Bakınız, görünüz. Oradan anlayacaksınız ki, kalbim çok şiddetli bir
muhabbetle çarpmaktadır.’
O sevgi doluydu.
‘Kunduracılar sergisinde gördüğüm her türü ayakkabılar
sanatkarlarımızın çok ilerlemiş olduklarını ispat eden
eserlerdir.Vatandaşlara yerli ayakkabılara rağbet etmelerini tavsiye
ederim.Yerli ayakkabılarını hariçten gelmiş gibi göstererek fazla satış
yapmak hevesine düşenler bulunduğunu söyleyenler oldu. Eğer bu doğru ise
teessüfe şayandır.’
Dürüsttü.
‘Milletin başkanı olan kişinin halka doğruyu söylemesi ve halkı
aldatmaması, halkı genel durumdan haberdar etmesi son derece önemlidir.’
Sözlerinde samimiydi.
‘Ünlü uzman hekim Dr. Fisenje sigarayı azaltması gerektiğini söyledikten sonra sordu:
Kaç paket içiyorsunuz Ekselans?
Altı paket.
Çok fazla hiç olmazsa bir iki pakete indirin.
Doktor, zaten bir iki paket içiyorum. Bundan böyle bu miktarı müsadenizle içmiş olacağım.’
Espriliydi.
‘Kültür, okumak, anlamak, görebilmek, görebildiğinden mana çıkarmak, düşünmek, zekayı terbiye etmektir.’
Zekiydi.
‘İlim ve fen nerede ise, oradan alacağız ve milletin her ferdinin kafasına koyacağız.’
Bilgiyi kendine rehber olarak seçti.
‘Büyük Taarruz zaferle bittikten sonraydı. Teslim olan düşman
başkomutanı’nı ona götürdüler. Bitik görünen esir generali teselli etti:
Harp talihidir, dedi, müteessir olmayın.Buyrun, oturun dinlenin. Ne emredersiniz?
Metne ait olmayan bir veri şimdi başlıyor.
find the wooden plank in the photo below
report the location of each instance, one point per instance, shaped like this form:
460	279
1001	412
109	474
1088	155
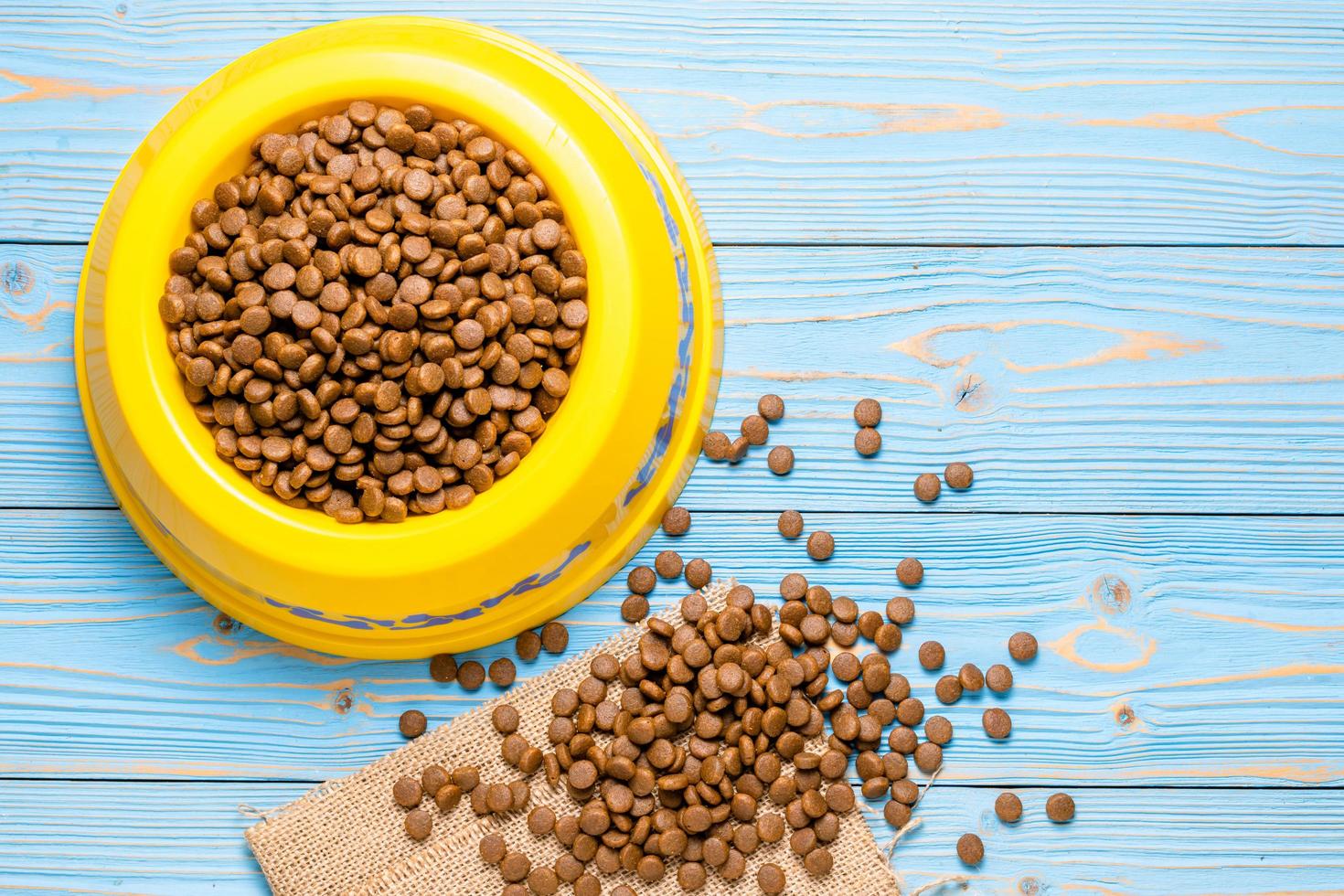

Mağlup general aç olduğunu söyledi.
Yemek yiyeceğiz efendim, ondan evvel bir kahve mi, yoksa bir içki mi istersiniz?
Alçak gönüllüydü. Biraz çok teşekkür edilse sıkılır sözü değiştirirdi.
‘Uzman olmadığım için bu konu üzerinde çok fazla şey söylemeyeceğim.’
Herşeye rağmen kendini bildi.
‘Cephede ateş altında dolaşıyordu. Etrafında yüzlerce insan ölüyor,
o şarapnel yağmuru altında, üstü başı toz içinde dimdik ayakta
duruyordu. Vurulması an meselesiydi. Yanındakiler sipere girmesi için
yalvarmaya başlamıştı. Hayır diye ititaz ediyordu. Sipere gizlenecek olursam arkadaşlarıma kötü misal olurum. Sigarasını yakmış, hiçbir şey yokmuşçasına gayet sakin konuşuyordu.’
Cesurdu.
‘Şurası benim yatak odamdır. Sabahleyin kalkınca yeşillik görmek isterim. Bunun için buraya çamlar diktiriniz.’
Çevreciydi.
‘Bu tiyatroyu (Aspendos) restore ediniz ama kapısına kilit vurmayınız. Burada temsiller veriniz, güreşler düzenleyiniz.’
Kültür ve sanat aşığıydı.
‘Vatani, milli meselelerde yürürken, fikir ve fiili noksanlarımızı görüp dostça ihtar edenlerden memnun ve müteşekkür kalırız.’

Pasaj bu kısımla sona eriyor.